Sotto altro profilo, inoltre, viene rimarcato il dato secondo il quale il risarcimento svolge la funzione di reintegrazione e di riparazione del danno, ma non di sanzione (cfr. tra le altre, Cass. nn 4991 del 1996, 1704 del 1997, 2134 del 2000, 7632 del 2003, 3549 del 2004), funzione che assumerebbe il ristoro del danno da morte nel caso di decesso istantaneo o prossimo all’evento, in considerazione della natura squisitamente personale del bene, fruibile solo in natura da parte del suo titolare, avendo egli cessato di esistere.

Eb) Per contro, la giurisprudenza di merito, in alcune pronunce, aderendo all’opinione di un illustre Autore, si è dimostrata incline a riconoscere il danno tanatologico iure siccessionis, sostenendo, a confutazione dell’indirizzo seguito dal giudice di legittimità, non essere condivisibile la distinzione tra bene vita e salute, atteso che “la salute, intesa come benessere psicofisico, è per definizione una qualità essenziale della vita, costituendone un presupposto indefettibile” e che “il decesso, per quanto ravvicinato all’evento lesione non può che porsi ontologicamente, prima che temporalmente, fra le conseguenze del fatto”; ha aggiunto che “se la logica del combinato disposto – artt.2043 c.c. e 32 cost. – ha portato alla piena affermazione del danno alla salute, non si vede come analoga tutela risarcitoria non possa essere riconosciuta richiamandosi all’art. 2 cost., quale norma diretta a tutelare i diritti inviolabili delle persone, fra cui si deve convenire, va inclusa la vita”; che, pertanto, non tanto di danno iure hereditatis si dovrebbe discorrere, venendo in considerazione proprio il danno per perdita della vita; che se il danno alla salute “può essere apprezzato al termine del periodo di malattia, in termini di perdita permanente della possibilità di fruire di quell’insieme di funzioni dell’essere umano…in caso di lesione cui consegue la morte della vittima ciò che si risarcisce è proprio la perdita del bene vita.” (trib. Venezia, 15.3.2004).

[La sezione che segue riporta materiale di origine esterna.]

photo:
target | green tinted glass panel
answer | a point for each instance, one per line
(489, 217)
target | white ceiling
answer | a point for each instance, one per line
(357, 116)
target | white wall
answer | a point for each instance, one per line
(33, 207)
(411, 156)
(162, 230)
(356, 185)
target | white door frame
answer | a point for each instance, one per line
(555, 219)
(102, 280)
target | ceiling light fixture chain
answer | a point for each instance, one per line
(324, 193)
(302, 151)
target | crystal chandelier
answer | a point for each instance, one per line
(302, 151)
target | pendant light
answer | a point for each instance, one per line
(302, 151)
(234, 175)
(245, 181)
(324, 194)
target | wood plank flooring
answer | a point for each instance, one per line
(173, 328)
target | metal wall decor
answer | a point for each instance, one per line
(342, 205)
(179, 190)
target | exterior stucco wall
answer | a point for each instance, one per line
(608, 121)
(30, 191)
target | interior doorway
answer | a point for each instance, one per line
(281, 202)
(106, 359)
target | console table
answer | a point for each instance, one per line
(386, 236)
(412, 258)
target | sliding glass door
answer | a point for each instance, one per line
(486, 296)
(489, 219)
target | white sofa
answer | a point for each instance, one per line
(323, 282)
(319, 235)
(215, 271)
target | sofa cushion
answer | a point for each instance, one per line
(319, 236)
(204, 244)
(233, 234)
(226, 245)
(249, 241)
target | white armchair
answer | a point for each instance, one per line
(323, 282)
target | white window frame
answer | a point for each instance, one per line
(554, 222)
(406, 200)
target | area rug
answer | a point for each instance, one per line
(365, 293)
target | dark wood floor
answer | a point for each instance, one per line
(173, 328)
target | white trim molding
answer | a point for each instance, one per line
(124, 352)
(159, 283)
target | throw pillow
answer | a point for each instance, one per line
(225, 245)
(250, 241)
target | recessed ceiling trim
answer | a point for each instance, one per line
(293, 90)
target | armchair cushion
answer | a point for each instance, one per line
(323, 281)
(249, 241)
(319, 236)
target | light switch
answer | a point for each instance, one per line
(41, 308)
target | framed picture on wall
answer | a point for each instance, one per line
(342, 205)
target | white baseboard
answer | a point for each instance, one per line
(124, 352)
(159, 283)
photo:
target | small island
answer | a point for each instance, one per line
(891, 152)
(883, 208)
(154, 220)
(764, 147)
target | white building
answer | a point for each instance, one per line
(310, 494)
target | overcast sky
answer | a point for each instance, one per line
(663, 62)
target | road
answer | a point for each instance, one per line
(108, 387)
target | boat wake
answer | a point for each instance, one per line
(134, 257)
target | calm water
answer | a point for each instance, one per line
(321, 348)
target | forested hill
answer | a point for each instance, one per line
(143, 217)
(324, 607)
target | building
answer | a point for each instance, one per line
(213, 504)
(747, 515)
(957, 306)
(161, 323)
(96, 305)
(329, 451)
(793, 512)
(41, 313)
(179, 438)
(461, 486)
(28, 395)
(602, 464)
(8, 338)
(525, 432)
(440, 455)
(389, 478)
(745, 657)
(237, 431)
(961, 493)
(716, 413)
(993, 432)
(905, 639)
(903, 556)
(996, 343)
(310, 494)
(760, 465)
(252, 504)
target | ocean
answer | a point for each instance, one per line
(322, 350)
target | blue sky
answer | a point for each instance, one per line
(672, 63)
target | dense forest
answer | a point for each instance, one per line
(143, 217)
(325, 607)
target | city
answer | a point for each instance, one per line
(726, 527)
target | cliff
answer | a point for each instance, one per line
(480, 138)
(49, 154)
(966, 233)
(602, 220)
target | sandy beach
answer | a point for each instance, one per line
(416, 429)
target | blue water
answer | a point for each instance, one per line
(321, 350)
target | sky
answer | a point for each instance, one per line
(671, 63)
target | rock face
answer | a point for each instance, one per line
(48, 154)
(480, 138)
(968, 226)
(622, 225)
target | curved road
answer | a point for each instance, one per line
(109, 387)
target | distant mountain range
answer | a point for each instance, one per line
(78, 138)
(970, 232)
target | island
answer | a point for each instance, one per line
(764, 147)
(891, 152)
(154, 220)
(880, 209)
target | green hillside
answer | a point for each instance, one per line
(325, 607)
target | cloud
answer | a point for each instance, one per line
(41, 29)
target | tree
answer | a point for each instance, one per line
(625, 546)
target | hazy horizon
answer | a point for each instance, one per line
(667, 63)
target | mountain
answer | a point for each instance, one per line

Altre pronunce, riguardo al secondo aspetto, pongono in risalto come il sistema di responsabilità civile non assolva solo alla funzione riparatoria, ma anche a quella sanzionatoria e di deterrenza, sicché sarebbe inammissibile non concepire, nel caso in cui venga determinata la morte della persona, la sanzione del risarcimento del danno (vds. sempre trib. Venezia cit.; trib. Santa Maria Capua Vetere 14.1.2003; trib. Vibo Valentia, 28.5.2001).

A tale proposito la stessa Dottrina che più di ogni altra si è fatta propugnatrice della tesi favorevole al risarcimento del danno da morte in sé, evidenzia come l’opzione che postula l’impossibilità che il diritto di credito risarcitorio entri a far parte del patrimonio della vittima, a cagione del fatto che egli non è più in vita, contrasterebbe con il dato inoppugnabile che i diritti di credito non si estinguono per la morte del creditore, essendo pacificamente trasmessi agli eredi.

Sicché, si potrebbe aggiungere, seguendo questa strada, che il risarcimento non si connette necessariamente alla fruibilità da parte del suo titolare.

Osserva questo giudice, sempre seguendo tale opzione interpretativa, che si potrebbero dare, a titolo esemplificativo, i seguenti casi: (a) la persona muore per effetto dell’esplosione e conseguente distruzione della propria abitazione provocata dallo scoppio di una bombola di gas difettosa; (b) ovvero quello in cui il soggetto viene stroncato da un infarto nell’atto di riceve offese alla propria dignità e reputazione; (c) o anche il caso in cui derivino lesioni di una tale gravità da ridurre la persona ad uno stato vegetativo che neppure consente di percepire il danno; ipotesi rispetto alle quali si ammette il risarcimento relativo alla distruzione dell’immobile o alla lesione alla reputazione dell’offeso in capo agli eredi, ovvero del danno morale e biologico in testa alla persona del suo titolare, nonostante, nelle prime due, il soggetto abbia cessato di esistere e nella terza, indipendentemente dall’effettiva percezione del danno.

Di recente, anche la Suprema Corte, in una isolata pronuncia, ha fatto sue gran parte delle argomentazioni a sostegno della risarcibilità del danno da morte iure successionis, osservando che tanto discende dagli artt. 2 cost. e 11, 62 costituzione europea, dove è sancito il diritto inviolabile alla vita, nel senso di diritto di esistere; che, del resto, la morte immediata, essendo legata alla distruzione delle cellule cerebrali e alla cessazione dell’attività elettrica, non potrebbe che rinvenirsi in ipotesi estreme quali la decapitazione e lo spappolamento integrale del cervello, di tal non vi sarebbero limiti al fatto che il diritto di credito risarcitorio da danno da morte possa entrare a far parte del patrimonio del defunto, considerazioni che, però, sono state svolte all’interno di un ‘vistoso’ obiter dictum, posto che, nel caso sottoposto al suo esame, gli eredi avevano omesso di avanzare richiesta (vds. la già citata Cass. n.15.760 del 2006, cui pure si è precedentemente aderito circa gli approdi cui perviene in tema di danno parentale, quale sottocategoria del danno morale).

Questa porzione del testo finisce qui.